N'est-il donc pas d'autre femme ici-bas digne de votre amour...
et libre d'elle-même? Je ne m'appartiens plus...
pourquoi donc m'aimez-vous?
WERTHER
Eh! demandez aux fous d'où vient que leur raison s'égare?
CHARLOTTE
(résolument)
Eh bien! puisqu'à jamais le destin nous sépare...
éloignez-vous! partez! partez!
WERTHER
Ah! quel mot ai-je entendu?
CHARLOTTE
(gravement)
Celui qu'il faut de moi que l'on entende!
WERTHER
(violemment)
Et qui donc le commande?
CHARLOTTE
Le devoir!
(plus doucement)
L'absence rend parfois la douleur moins amère...
WERTHER
(douloureusement)
Ah! me donner l'oubli n'est pas en son pouvoir!
CHARLOTTE
(plus doucement encore)
Pourquoi l'oubli? Pensez à Charlotte au contraire, pensez...
à son repos; soyez fort... soyez bon.
WERTHER
(apaisé peu à peu)
Oui! j'ai pour seul désir que vous soyez heureuse!
(avec des larmes, mais calme)
Mais ne plus vous revoir... c'est impossible! non!
CHARLOTTE
(avec une grande douceur)
Ami, je ne suis pas à ce point rigoureuse...
et ne saurais vouloir un exil éternel...
(se dominant)
vous reviendrez... bientôt... tenez... à la Noël!
WERTHER
(suppliant)
Charlotte!
CHARLOTTE
(se retourne et disparaît)
A la Noël!
(Werther veut la rappeler; mais il revient sur ses pas... découragé et abattu. Songeant et regardant le chemin par lequel Charlotte a disparu.)
WERTHER
(après un moment d'accablement, avec résolution)
Oui! ce qu'elle m'ordonne...
pour son repos... je le ferai!
Et si la force m'abandonne...
Ah! c'est moi pour toujours qui me reposerai!
(songeant)
Pourquoi trembler devant la mort?
devant la nôtre?
(fiévreusement)
On lève le rideau...
(mystérieux)
puis on passe de l'autre côté,
Voilà ce qu'on nomme mourir!
(songeant encore)
Offensons-nous le ciel en cessant de souffrir?
(simplement)
Lorsque l'enfant revient d'un voyage, avant l'heure,
bien loin lui garder quelque ressentiment,
au seul bruit de ses pas tressaille la demeure
et le père joyeux l'embrasse longuement!
O Dieu! qui m'as créé, serais-tu moins clément?
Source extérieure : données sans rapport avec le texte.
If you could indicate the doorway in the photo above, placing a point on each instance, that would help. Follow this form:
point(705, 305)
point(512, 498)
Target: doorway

Non, tu ne saurais pas, dérobé sous voiles,
rejeter dans la nuit ton fils infortuné!
(douloureusement)
ton fils!
(tendrement)
Devinant ton sourire au travers des étoiles
il reviendrait vers toi d'avance pardonné!
Père! Père! Père, que je ne connais pas,
en qui pourtant j'ai foi, parle à mon coeur, appelle-moi!
Appelle-moi!
(sans voix, presque parlé)
Appelle-moi!
(Werther va s'éloigner lorsque paraît Sophie sur le seuil du presbytère.)
SOPHIE
(gaîment)
Mais venez donc! le cortège s'approche,
et soit dit sans reproche, c'est vous seul qu'on attend!
WERTHER
(brusquement)
Pardonnez-moi, je pars!
SOPHIE
(suffoquée)
Vous partez!
WERTHER
(embarrassé)
A l'instant...
SOPHIE
(répétant; très émue)
A l'instant... Mais sans doute...
vous reviendrez? demain? bientôt?
WERTHER
(violemment et avec une grande émotion)
Non! jamais! adieu!
(Il s'enfuit.)
SOPHIE
(très émue, l'appelant)
Monsieur Werther!
(elle court après lui jusqu'à la route. Inquiète et troublée)
Au tournant de la route... il disparaît... plus
(fondant en larmes)
rien!
(elle redescend.)
Mon Dieu! tout à l'heure j'étais si joyeuse!
(Le cortège de la Cinquantaine paraît – on vient de différents côtés.)
CHARLOTTE
(apercevant Sophie et accourant auprès d'elle)
Ah! qu'est-ce donc? Elle pleure! Sophie!
SOPHIE
(tombant dans les bras de Charlotte)
Ah! Soeur! Monsieur Werther est parti!
ALBERT
(tressaillant)
Lui!
SOPHIE
(très accentué)
Et pour toujours! Il vient de me le dire... et puis,
(en sanglotant, sans retenir)
il s'est enfui comme un fou!
CHARLOTTE
(à elle-même et frappé)
Pour toujours!
ALBERT
(sombre et considérant Charlotte)
Il l'aime!
(Le cortège de la Cinquantaine traverse la place. Acclamations, vivats.)